There you have it, the latest and greatest running copy of WordPress. Of course, it should be warned that this is the unofficial release of the software, and bugs may exist causing problems with plugins and serving the software. However, if you are willing to take the punches, then I would recommend running the SVN copy to keep your WordPress insall up-to-date. Until the WordPress devs decide it's important enough to add an upgrade utility in the software directly, this is definitely the best approach I think.

{ 4 } Comments

  1. Karol Krizka | December 9, 2007 at 11:46 am | Permalink

    Why not just use one of the upgrade plugins, like the One Click Update. It does everything for you, including downloading the new version and backup of your database.

  2. Bruno | December 9, 2007 at 12:21 pm | Permalink

    Or WPAU. 🙂

  3. Aaron | December 9, 2007 at 1:46 pm | Permalink

    3rd party plugins are great and all, but why aren't we seeing this upgrade functionality built right into the software? Why rely on a 3rd party tool? Luckily, SVN is an easy way to do things, and it's coming down the pipe from the official devs. So, I guess seamless upgrades are on their mind at least a little.

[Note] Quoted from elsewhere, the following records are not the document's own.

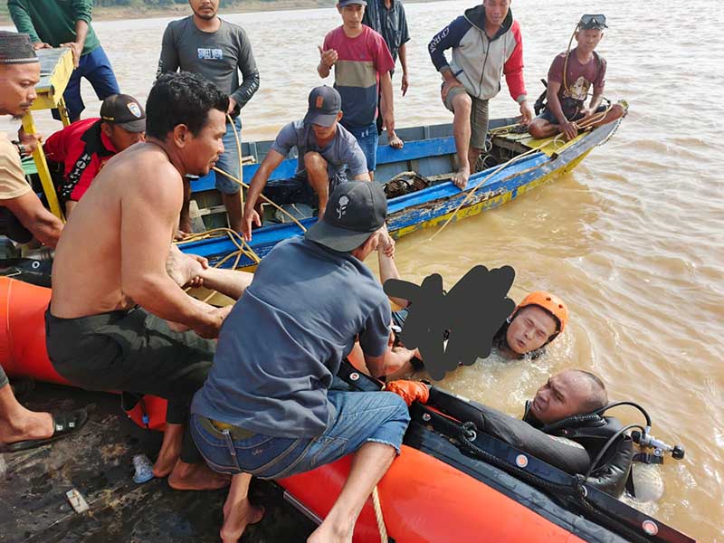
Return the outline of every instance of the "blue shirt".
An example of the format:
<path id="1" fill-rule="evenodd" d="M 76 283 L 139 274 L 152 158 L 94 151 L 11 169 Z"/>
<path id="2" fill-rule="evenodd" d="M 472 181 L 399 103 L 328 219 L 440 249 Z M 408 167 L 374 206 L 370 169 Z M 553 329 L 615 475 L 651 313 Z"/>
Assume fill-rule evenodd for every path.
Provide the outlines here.
<path id="1" fill-rule="evenodd" d="M 324 148 L 317 145 L 314 129 L 310 124 L 303 120 L 294 120 L 284 125 L 272 144 L 272 148 L 286 157 L 293 147 L 297 148 L 299 156 L 297 175 L 306 176 L 304 155 L 309 151 L 316 151 L 327 160 L 327 170 L 330 178 L 334 176 L 345 177 L 346 170 L 349 171 L 351 177 L 367 173 L 367 161 L 357 138 L 338 123 L 334 138 Z"/>
<path id="2" fill-rule="evenodd" d="M 359 335 L 387 348 L 390 306 L 365 264 L 298 237 L 279 243 L 222 327 L 214 367 L 191 412 L 277 437 L 321 435 L 327 391 Z"/>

  4. Joseph Scott | December 9, 2007 at 5:32 pm | Permalink

    I agree that subversion makes it pretty easy to stay up to date. I wouldn't recommend that regular folks run a production blog from -trunk though. While code from -trunk generally runs fine, that isn't always the case.

    As for the upgrade issue, PHP in general and WordPress specifically run under a variety of conditions. Making one upgrade feature that works under all of those conditions isn't going to happen. Beyond that, a built in upgrade feature would increase the security risk because your web server would need write access to the WordPress source files running your blog.